Ein solcher Befund sollte eigentlich die Politik alarmieren und zu einer strikten Regulierung des Hochfrenqueznhandels, wenn nicht gar zu einem Verbot, führen. Anläufe dazu hat es auch gegeben, wie Ehrenhauser, der von 2009 bis 2014 Mitglied des europäischen Parlaments war, ausführt. Ab 2011 stand im Europäischen Parlament eine Überarbeitung der erst 2007 in Kraft getretenen EU-Finanzmarkt-Richtlinie MiFID I an. In der MiFID I war der Hochfrequenzhandel noch nicht berücksichtig. Die EU-Kommission wollte diese Lücke schließen. Beide Institutionen, die Kommission und auch das Europäische Parlament haben sich ursprünglich für eine sehr strikte Regulierung ausgesprochen und entsprechende Regulierungsvorschläge gemacht. Übrig geblieben ist von dieser hehren Absicht in der endgültigen Fassung der MiFID II, die 2018 in Kraft getreten ist, nicht viel. Letztlich hat die jetzige Fassung der MiFID II die Situation eher verschlimmbessert, so Ehrenhauser. Gescheitert ist eine effiziente Regulierung daran, dass sich der EU-Rat, in dem die Regierungen der EU-Mitgliedsländer vertreten sind, jeder effizienten Regulierung massiv widersetzt hat. Ernüchtert konstatiert Ehrenhauser: „Viele Regierungschefs kämpften offenkundig im Lager der Geldroboter für deren Privilegien.“ (S.157)
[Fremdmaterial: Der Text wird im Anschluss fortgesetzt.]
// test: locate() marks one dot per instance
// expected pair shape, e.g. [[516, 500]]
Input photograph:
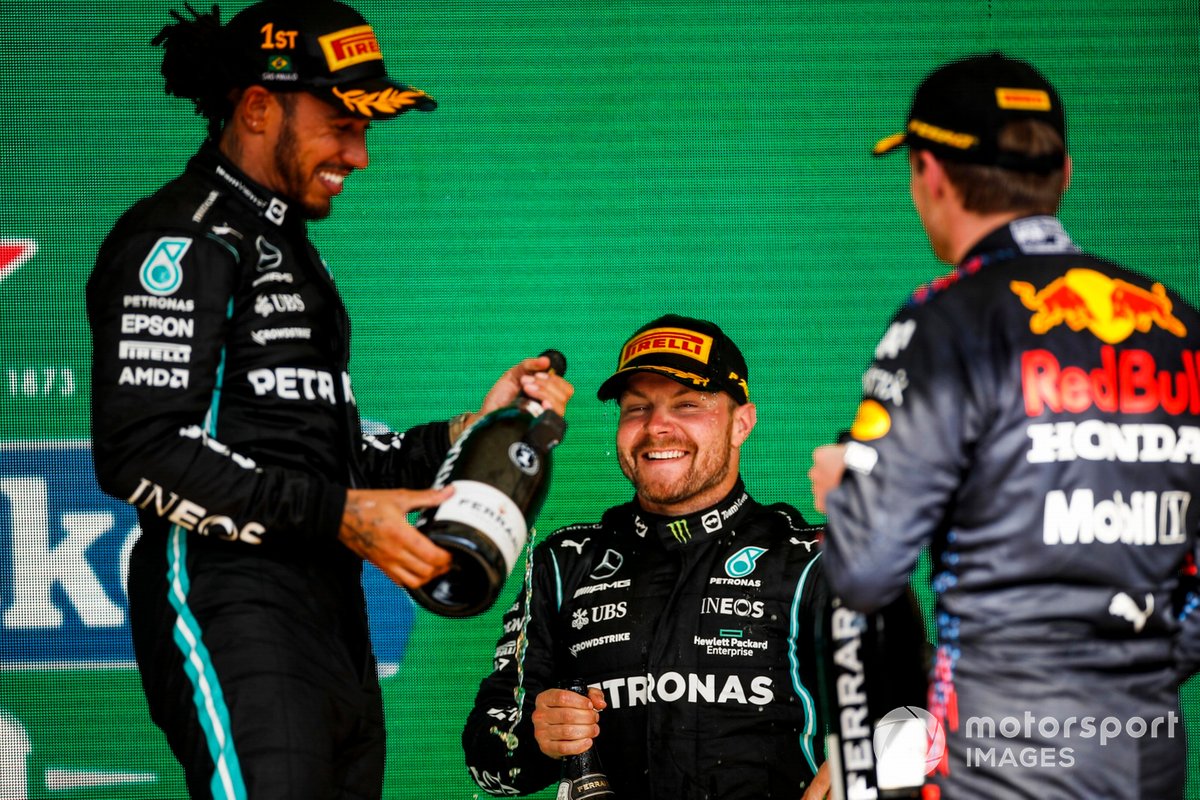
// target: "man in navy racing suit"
[[689, 611], [1035, 419], [222, 410]]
Angesichts der Gefährdung der Altersversorgung von Bürgern und Bürgerinnen durch die Geldroboter ist dies nur als Skandal zu bezeichnen. Es ist ein Verdienst dieses Buches, diesen Skandal sichtbar gemacht zu haben. Denn in beispielgebender Weise hat Martin Ehrenhauser das Scheitern dieses EU-Regulierungsversuches nachgezeichnet. Deutlich wird in dem Nachzeichnen dieses Prozesses allerdings auch, vor welchen Herausforderungen Abgeordnete stehen, die ja nicht als Experten, sondern als Repräsentanten der Gesellschaft in das Parlament gewählt wurden. Ehrenhauser verweist damit auf ein grundlegendes Dilemma repräsentativer Demokratien, dass dringend einer öffentlichen Debatte bedarf. Ebenso wird hier deutlich, dass das Institutionengefüge der EU dringend einer Reform bedarf. Eine wirksame Regulierung des Hochfrequenzhandels ist nicht unterhalb der EU-Ebene möglich. Die EU-Mitgliedsländer für sich haben schlicht nicht die nötige Durchsetzungskompetenz für solche Regulierungen. Sie haben lediglich die Kompetenz, wie Ehrenhauser aufzeigt, eine effiziente Regulierung zu blockieren.

Martin Ehrenhauser | Foto: privat

Es mangelt aber nicht nur an einem Bewusstsein unter Politikern für die nötigen Regulierungen, die sich aus der Digitalisierung unserer Gesellschaften ergeben. Ehrenhauser zeigt gerade am Beispiel der Bundesrepublik und am Beispiel des Bundeslandes Hessen, in dem mit der Frankfurter Börse und Eurex zwei wichtige Finanzmarktakteure ihren Hauptsitz haben, nach, dass die Aufsichts- und Kontrollstrukturen für die Finanzmärkte vollkommen unzureichend ausgestattet sind – nicht zuletzt aufgrund der unzureichend ausgestatteten öffentlichen Haushalte. Auch das hat, wie Ehrenhauser darlegt, einen Grund in der mangelnden Bereitschaft der Politik zu einer zeitgemäßen und effektiven Regulierung der Finanzmärkte. Obgleich EU-Kommission und Europäisches Parlament seit Jahren eine Finanztransaktionssteuer fordern, blockieren die Regierungen der EU-Mitgliedsländer ebenso lange die Einführung dieser Steuer im EU-Rat. „Und Vernunft, die zu Einhelligkeit führen könnte [in der Regulierung, Anm. d.A.] ist bekanntlich keine politische Kategorie“, merkt Ehrenhauser bitter dazu an.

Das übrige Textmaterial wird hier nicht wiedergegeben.